Hirschorn also seems to think that the newspaper might soon be up for sale, if it isn't already, and reels off a familiar list of potential buyers: Geffen, Bloomberg, Slim, Murdoch, Google, Microsoft, CBS. But even they can't save the print edition, he says:
At some point soon--sooner than most of us think--the print edition, and with it The Times as we know it, will no longer exist. And it will likely have plenty of company.
The second part is right: many smaller newspapers will close their print editions, which have lost the classified-advertising bread-and-butter revenue stream upon which they've historically relied.
But the New York Times is not a small newspaper. It has an enormous display-advertisement inventory, and sells most of it at high rates. It's also incredibly well placed to go national, as smaller papers close, and become a replacement for people who've lost their local paper and who shudder at the prospect of ever reading USA Today.

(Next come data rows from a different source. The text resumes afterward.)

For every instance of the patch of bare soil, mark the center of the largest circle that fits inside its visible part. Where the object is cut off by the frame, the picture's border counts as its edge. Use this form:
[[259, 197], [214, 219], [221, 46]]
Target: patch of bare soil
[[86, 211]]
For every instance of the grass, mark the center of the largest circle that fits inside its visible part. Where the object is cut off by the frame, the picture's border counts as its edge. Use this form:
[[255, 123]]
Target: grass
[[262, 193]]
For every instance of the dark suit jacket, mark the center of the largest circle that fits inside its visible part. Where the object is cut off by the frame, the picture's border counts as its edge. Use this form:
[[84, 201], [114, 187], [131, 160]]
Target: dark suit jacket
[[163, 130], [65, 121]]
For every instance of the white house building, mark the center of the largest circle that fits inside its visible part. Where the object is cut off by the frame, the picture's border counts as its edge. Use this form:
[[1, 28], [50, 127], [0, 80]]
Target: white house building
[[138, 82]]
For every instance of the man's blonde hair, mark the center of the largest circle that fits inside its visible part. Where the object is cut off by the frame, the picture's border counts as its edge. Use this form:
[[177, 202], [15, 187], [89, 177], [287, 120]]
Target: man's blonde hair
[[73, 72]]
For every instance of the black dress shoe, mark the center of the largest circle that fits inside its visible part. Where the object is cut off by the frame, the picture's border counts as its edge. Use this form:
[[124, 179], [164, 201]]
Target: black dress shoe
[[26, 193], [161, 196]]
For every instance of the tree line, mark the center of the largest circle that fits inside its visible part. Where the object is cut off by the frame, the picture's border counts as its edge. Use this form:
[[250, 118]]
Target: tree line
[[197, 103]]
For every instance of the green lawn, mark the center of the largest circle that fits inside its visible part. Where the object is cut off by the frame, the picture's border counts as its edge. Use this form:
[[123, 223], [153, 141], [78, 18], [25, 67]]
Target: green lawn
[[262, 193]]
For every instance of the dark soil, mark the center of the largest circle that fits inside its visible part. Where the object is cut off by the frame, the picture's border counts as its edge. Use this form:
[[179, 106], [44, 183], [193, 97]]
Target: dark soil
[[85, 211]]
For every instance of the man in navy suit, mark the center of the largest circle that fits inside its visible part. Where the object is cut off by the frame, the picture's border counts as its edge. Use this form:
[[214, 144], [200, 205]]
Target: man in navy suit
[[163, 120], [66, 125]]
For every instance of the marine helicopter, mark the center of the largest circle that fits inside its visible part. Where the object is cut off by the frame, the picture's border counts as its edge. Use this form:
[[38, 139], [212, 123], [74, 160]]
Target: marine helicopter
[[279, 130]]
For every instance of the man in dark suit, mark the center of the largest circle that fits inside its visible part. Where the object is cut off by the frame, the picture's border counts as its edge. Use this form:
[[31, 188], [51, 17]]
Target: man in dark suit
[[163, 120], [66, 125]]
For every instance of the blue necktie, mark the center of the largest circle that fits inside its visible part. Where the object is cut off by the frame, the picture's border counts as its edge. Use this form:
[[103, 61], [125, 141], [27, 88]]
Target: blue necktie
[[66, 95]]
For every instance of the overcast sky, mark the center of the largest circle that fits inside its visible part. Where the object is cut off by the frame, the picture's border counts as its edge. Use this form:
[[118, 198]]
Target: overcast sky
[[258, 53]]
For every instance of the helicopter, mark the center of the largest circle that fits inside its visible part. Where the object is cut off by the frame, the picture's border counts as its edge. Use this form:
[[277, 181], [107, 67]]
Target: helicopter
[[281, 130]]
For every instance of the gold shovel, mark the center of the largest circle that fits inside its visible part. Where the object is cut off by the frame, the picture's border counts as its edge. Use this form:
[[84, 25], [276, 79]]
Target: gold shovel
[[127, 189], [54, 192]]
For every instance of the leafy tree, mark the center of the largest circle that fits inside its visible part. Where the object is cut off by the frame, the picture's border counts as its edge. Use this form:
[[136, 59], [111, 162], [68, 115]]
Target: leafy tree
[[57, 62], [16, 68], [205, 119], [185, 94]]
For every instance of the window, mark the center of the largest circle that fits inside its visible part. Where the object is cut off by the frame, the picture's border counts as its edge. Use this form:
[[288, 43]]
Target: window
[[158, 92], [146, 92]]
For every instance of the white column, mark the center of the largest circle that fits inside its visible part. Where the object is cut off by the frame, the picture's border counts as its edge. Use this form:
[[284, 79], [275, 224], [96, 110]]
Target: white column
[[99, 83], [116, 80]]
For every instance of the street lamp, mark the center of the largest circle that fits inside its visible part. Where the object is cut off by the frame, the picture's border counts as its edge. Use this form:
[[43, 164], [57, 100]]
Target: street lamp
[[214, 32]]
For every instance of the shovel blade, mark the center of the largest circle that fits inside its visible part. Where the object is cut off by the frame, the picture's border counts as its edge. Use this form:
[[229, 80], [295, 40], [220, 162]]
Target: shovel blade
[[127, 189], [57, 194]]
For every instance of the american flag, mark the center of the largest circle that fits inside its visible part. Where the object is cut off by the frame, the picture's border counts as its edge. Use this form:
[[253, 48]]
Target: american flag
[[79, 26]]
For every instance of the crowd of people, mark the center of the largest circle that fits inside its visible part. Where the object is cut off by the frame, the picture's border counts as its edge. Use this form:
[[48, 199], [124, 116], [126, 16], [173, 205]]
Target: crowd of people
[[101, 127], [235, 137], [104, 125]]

Hirschorn, by contrast, is thinking small: he calls the Huffington Post "the prototype for the future of journalism", and singles out the NYT's DealBook blog as "a cash cow for The Times". I'm not sure what Hirschorn's idea of a cash cow is, but that characterization just looks strange coming, as it does, in the wake of Hirschorn's easy dismissal of the extremely-lucrative T Magazine as "lifestyle fluff". I can assure Hirschorn that DealBook's email ads make a lot less money than T's luxury gloss.
And then, to top it all off, there's this:
As of December, its stock had fallen so far that the entire company could theoretically be had for about $1 billion. The former Times executive editor Abe Rosenthal often said he couldn't imagine a world without The Times. Perhaps we should start.
Er, no. The NYT has two classes of stock, as Hirschorn knows full well: the secondary-market price of the non-voting stock can't simply be extrapolated to get the amount that someone would need to pay for voting control. And in any case, $1 billion is still a lot of money. To put that number in perspective, over the past four quarters, the New York Times Company has lost about $30 million. I think it's pretty safe to say that the NYT is going to continue to exist in its present form for quite a long time yet.